The lists of community and personal sins of Yom Kippur confession are,
to me, almost quaint. What do the Ten Commandments mean in a nation where the
head of state brags about breaking those commandments, brags about being
entitled to break those commandments, and is cheered by people who claim to be
believers?
When
the President backed by all of his cabinet and by his propaganda ministers at
Fox News declares me and those I love and admire “enemies of the people” we
live in a nation that officially says good is Us and bad is Them. In Nazi
Germany, the Soviet Union, Maoist China, Rwanda, and Serbia after Yugoslavia,
people like me became Them. And the
record of those slaughtered says they did not know it or could not believe it.

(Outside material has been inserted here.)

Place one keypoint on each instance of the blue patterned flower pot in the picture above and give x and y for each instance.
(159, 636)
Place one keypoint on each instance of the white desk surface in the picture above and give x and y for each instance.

German Jews after Kristallnacht thought Hitler could go no further. Tutsis in Rwanda in 1994 went to Easter services with Hutus. Starting the next week, the same Hutus slaughtered Tutsis in those Churches. The Russian Jewish émigré Masha Gessen says when a tyrant tells you what he is going to do, believe him. Timothy Snyder says the same in his book OnTyranny. Trump has been calling the news media the enemy of the people since his campaign started. Sooner or later, journalists will be killed by people wanting Trump’s approval. When that happens, the killing won’t stop with journalists. There is no end to a list of enemies of the people: professors, protesters, comedians, the deep state, democrats, anyone who criticizes the Dear Leader.
I know Trump supporters who tell me they will defend The Constitution of the United States if Trump or anyone goes against it. I think they are sincere. But they are deluded.
When
Trump used his office to extort an ally for political gain, he could not have
more thoroughly violated the Constitution, yet they defend the Dear Leader more
fiercely. Those pathetic patriots will swallow every excuse Trump makes for
every violation of The Constitution and cheer at his next Nuremberg Rally.
I
aspire to believe that the line between good and evil cuts through my heart,
but for now, for as long as America is marching toward the end of democracy, I
believe good and evil is Us and Them. I
want to see every Republican defeated and out of office beginning with Trump
and McConnell and the Freedom Caucus. I want them utterly without power.
When the government does not officially hate the people I admire most, when the government does not attack the weakest, when the government does not turn away refugees, in other words when the Republican Party is utterly out of power, maybe I can return to the view of Rabbi Sacks. But for now, I am going to do what every Jew in Germany should have done in 1933. I am going to assume that when the President will point at American citizens in public and call them the enemy of the people, that same President will soon point at me and say the same thing.